I. What is insertion Loss?
Insertion Loss refers to the attenuation of signal power caused by the optical characteristics of passive devices (such as reflection, absorption, scattering, etc.) when optical signals pass through them. It is usually expressed in decibels (dB), and the smaller the value, the lower the loss.
For instance, an isolator with an insertion loss of 0.2 dB means that after the optical signal passes through it, the power loss is approximately 4.5%. For a device with an insertion loss of 1 dB, the power loss can be as high as over 20%.
The lower the insertion loss, the smaller the energy loss of the optical signal during transmission, and the higher the transmission efficiency of the system.
Ii. What is Return Loss?
Return Loss refers to the ratio of the reflected light power to the incident light power when an optical signal is reflected at the interface of a passive device, and it is also expressed in decibels (dB). The larger the value, the smaller the reflection and the higher the return loss.
For instance, a device with a return loss of 50 dB means that the reflected light power is only 0.001% of the incident light power, which can almost be ignored.
The higher the return loss, the less reflection of the optical signal at the device interface, and the smaller the signal interference of the system.
Iii. Why are these two Indicators so important?
In optical fiber communication systems, optical signals often need to be used in series through multiple passive components. If the insertion loss of each device is relatively high, the signal will continuously attenuate during transmission, eventually leading to a weak signal at the receiving end and affecting the communication quality. Similarly, if the return loss is low, the reflected light will cause interference in the system, leading to signal distortion, increased noise, and even damage to the laser.
Therefore, low insertion loss and high return loss are the keys to ensuring the efficient and stable operation of optical communication systems.
Iv. Interpretation of Image Content: High-power Bias Maintaining Isolator
Combining the information in the picture, we can see the schematic diagram of a high-power bias maintaining isolator and its parameter annotations:
Insertion loss: usually less than 0.3 dB;
Return loss: greater than 60 dB;
Power capacity: Up to 10 kW;
Polarization preservation: Supports polarization-maintaining fiber (PMF);
Mechanical dimensions: Compact design for easy integration.
These data indicate that this isolator not only has extremely low insertion loss but also extremely high return loss, making it highly suitable for high-power and high-precision optical fiber communication and sensing systems.
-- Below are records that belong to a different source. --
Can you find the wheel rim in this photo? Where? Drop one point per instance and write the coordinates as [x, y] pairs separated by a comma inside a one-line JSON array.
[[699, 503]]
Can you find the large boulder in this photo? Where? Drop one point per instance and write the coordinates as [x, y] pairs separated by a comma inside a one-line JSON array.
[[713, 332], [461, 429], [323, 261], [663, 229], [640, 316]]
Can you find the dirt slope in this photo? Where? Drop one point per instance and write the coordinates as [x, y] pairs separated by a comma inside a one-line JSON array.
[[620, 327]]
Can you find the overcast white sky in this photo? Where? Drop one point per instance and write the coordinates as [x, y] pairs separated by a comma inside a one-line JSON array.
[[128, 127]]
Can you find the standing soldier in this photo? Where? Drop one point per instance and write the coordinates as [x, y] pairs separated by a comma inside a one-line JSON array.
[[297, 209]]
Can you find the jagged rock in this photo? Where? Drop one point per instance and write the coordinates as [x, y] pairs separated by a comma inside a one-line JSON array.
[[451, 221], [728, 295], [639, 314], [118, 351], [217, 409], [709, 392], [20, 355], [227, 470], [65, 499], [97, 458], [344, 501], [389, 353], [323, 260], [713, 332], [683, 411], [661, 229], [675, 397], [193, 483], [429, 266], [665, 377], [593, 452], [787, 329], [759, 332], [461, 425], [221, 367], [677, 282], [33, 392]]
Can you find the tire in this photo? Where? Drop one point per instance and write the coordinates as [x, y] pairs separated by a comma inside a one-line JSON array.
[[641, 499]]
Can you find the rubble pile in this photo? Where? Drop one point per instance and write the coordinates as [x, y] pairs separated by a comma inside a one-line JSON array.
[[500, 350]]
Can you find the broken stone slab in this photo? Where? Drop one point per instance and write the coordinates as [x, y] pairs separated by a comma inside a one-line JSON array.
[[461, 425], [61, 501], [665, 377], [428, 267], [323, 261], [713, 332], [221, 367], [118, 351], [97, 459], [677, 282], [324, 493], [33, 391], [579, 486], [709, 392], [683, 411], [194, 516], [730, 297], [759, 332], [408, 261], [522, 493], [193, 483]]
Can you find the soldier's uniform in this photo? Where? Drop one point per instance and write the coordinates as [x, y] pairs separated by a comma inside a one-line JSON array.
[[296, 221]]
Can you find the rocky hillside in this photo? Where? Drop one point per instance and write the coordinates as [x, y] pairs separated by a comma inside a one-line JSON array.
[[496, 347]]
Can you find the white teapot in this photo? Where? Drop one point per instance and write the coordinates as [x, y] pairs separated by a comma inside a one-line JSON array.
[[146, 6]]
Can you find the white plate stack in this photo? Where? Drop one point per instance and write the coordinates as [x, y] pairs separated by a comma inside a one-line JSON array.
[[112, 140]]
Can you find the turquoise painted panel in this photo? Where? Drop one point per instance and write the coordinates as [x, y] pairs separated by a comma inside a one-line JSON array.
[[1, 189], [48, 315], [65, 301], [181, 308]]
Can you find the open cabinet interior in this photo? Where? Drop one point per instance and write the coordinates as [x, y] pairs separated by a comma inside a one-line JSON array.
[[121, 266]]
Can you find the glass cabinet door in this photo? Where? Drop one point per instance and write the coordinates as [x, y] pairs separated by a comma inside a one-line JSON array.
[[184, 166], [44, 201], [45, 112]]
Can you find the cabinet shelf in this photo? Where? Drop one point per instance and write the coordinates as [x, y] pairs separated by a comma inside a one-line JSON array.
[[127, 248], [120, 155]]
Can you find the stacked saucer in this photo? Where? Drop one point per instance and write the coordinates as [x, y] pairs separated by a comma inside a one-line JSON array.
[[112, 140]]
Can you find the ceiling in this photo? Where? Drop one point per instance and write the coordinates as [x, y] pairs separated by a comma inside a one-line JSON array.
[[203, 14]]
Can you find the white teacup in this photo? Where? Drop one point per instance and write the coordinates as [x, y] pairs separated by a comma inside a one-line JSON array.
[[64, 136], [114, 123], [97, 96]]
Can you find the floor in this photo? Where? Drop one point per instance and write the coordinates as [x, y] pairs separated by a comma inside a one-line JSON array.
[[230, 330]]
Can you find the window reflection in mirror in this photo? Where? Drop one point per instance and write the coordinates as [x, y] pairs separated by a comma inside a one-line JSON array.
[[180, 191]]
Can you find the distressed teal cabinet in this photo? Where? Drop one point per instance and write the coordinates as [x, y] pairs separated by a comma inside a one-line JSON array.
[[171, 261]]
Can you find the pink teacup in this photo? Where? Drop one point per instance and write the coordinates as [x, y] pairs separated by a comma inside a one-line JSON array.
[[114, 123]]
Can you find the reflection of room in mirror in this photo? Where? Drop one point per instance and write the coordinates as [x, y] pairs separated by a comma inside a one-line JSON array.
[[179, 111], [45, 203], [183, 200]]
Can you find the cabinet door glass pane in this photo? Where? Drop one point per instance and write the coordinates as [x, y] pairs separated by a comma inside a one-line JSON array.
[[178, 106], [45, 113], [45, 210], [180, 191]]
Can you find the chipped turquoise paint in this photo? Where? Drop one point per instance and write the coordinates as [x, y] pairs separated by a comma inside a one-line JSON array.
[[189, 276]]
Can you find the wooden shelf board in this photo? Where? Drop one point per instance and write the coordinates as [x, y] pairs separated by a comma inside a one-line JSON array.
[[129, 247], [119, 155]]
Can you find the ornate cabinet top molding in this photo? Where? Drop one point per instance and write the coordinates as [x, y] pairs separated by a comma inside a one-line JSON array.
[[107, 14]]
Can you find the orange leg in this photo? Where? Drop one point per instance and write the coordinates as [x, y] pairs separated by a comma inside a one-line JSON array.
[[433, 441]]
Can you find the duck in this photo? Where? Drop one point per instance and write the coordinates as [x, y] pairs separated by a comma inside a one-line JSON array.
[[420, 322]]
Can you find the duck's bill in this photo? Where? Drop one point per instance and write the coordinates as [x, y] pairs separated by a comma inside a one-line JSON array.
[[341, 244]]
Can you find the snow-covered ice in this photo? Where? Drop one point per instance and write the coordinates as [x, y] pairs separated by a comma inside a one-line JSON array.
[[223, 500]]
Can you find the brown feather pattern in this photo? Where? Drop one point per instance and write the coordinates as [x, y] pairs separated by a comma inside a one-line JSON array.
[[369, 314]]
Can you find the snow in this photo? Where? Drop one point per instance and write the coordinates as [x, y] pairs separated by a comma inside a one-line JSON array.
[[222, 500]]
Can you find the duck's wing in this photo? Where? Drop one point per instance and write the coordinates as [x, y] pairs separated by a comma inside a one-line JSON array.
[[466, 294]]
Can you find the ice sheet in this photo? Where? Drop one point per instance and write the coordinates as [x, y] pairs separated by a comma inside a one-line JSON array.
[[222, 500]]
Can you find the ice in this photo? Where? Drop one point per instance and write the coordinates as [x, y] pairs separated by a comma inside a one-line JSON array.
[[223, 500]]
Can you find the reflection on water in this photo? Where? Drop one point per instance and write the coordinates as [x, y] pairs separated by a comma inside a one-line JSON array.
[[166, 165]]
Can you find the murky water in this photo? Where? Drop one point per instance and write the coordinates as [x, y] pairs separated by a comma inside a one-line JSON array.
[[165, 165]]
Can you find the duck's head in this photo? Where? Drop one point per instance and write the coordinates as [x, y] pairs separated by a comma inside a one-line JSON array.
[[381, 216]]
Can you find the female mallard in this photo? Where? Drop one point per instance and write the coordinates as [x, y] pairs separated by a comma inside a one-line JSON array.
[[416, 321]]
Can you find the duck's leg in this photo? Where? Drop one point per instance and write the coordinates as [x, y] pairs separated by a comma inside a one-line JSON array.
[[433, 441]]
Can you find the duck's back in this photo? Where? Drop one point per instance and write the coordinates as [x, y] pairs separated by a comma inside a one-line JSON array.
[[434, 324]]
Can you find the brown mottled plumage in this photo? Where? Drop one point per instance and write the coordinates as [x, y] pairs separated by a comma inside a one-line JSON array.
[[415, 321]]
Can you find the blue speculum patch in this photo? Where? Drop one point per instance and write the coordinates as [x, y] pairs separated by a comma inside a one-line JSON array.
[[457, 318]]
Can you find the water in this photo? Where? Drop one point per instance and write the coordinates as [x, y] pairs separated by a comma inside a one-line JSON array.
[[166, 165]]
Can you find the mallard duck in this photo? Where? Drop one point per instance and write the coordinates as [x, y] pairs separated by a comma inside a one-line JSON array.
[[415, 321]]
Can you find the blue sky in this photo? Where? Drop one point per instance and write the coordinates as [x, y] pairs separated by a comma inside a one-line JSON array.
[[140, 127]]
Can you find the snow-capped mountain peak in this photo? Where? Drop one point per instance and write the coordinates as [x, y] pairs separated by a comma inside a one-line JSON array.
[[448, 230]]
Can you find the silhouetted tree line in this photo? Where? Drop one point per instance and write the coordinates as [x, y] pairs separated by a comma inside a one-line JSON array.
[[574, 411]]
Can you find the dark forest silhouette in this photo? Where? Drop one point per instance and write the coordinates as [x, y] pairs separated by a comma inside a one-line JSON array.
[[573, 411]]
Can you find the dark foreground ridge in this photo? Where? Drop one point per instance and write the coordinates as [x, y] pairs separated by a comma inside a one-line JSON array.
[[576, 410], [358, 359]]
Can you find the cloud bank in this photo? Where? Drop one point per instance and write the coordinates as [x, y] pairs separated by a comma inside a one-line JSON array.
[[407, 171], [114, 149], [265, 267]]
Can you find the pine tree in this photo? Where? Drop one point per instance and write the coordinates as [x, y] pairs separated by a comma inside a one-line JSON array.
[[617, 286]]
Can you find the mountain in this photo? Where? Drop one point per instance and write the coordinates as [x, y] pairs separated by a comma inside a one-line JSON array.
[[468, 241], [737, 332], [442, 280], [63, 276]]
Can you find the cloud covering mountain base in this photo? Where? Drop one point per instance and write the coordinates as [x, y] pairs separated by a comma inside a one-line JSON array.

V. How to Achieve Low Insertion Loss?
To achieve low insertion loss, the following points need to be met in the design and manufacturing process of passive components:
- High-quality optical materials
High transmittance and low absorption optical materials, such as high-purity quartz glass, are adopted to reduce the absorption and scattering of optical signals within the device.
- Precision optical coating
Coating an anti-reflection film (AR Coating) on the surface of the device can effectively reduce reflection loss and improve the transmittance of optical signals.
- High-precision alignment and packaging
Ensure precise alignment between optical fibers and optical components to reduce coupling losses; At the same time, low-stress packaging technology is adopted to avoid alignment deviation caused by thermal expansion and contraction.
Vi. How to Achieve High Return Loss?
To achieve high return loss, the following aspects need to be addressed:
- Bevel polishing and Angle coupling
Polishing the end face of optical fibers or the surface of optical components at a certain Angle (such as 8°) can effectively reduce vertical reflection and improve return loss.
- High matching refractive index bonding
Use refractive index matching adhesives between optical components to reduce interface reflection.
- Optimize the structural design of the device
If the Faraday rotator in the isolator is combined with the polarizer, it can effectively isolate the reverse light and improve the return loss.
Conclusion: Details determine success or failure
In optical fiber communication systems, passive components, though small, are crucial to the overall situation. Low insertion loss and high return loss not only reflect the performance of the device but also guarantee the stable operation of the entire system.